The requirements for incorporation of a Bahamas IBC are straightforward:
- Only one director or shareholder is required for the company formation;
- Shareholder(s) and director(s) may be the same person;
- The shareholder(s) and director(s) can be a natural person or a corporate body and do not need to be resident of Bahamas;
- There is no requirement of appointing local shareholder(s) and director(s) for Bahamas IBCs;
- There is no requirement of resident secretary (one is normally appointed to facilitate signing obligations).
All shares should be registered. No details of the directors or shareholders appear on the public files, but a register of shareholders must be kept at the registered office address of the company in the Bahamas. The word "Limited", "Corporation", "Incorporated", "Société Anonyme", or its respective abbreviation "Ltd.", "Inc.", or "S.A.", shall be at the end of the name of the Company.
A Registered Agent prepares the Memorandum of Association signed by two subscribers and submitted to the Registry. The Articles of Association can either be filed at the same time as the Memorandum of Association or within 30 days of the date of incorporation. A Company must maintain a registered office address within the Bahamas and appoint a Bahamian resident as registered agent. There is a Common Law duty on professionals to keep the affairs of their clients confidential.
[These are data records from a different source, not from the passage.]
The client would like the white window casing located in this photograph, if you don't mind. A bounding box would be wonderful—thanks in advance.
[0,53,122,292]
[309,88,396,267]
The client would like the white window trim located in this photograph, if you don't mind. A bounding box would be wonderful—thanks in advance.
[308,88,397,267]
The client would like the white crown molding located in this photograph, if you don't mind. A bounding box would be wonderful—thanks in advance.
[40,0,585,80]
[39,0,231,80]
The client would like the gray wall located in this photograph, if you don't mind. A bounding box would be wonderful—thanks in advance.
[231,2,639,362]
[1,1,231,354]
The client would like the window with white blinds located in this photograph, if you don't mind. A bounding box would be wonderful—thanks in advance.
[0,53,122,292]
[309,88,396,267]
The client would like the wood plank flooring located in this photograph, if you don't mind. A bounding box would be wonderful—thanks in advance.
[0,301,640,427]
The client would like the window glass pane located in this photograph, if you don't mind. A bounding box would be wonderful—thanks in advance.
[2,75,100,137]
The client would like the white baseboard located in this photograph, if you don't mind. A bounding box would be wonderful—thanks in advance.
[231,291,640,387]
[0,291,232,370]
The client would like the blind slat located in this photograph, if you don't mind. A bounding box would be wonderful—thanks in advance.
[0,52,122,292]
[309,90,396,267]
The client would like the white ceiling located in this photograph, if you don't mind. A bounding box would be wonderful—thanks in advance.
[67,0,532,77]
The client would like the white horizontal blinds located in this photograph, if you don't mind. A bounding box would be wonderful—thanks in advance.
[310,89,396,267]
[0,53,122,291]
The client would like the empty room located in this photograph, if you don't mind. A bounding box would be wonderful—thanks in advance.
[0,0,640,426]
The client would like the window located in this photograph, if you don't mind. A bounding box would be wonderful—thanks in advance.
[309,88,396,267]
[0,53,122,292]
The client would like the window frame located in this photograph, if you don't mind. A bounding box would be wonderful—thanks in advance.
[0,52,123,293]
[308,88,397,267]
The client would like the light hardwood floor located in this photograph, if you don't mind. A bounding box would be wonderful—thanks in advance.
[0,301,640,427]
The normal authorised share capital is US$ 5,000, divided into 5,000 shares of US$ 1. This is the maximum capital to qualify for the minimum duty payable at the time of incorporation and the maximum authorised share capital for the minimum annual license fee (see above). The minimum issued share capital is either two shares without par value or two shares with par value. The share capital may be expressed in any currency. The following types of shares are permitted: registered shares; shares without par value; preference shares; redeemable shares; shares with or without voting rights.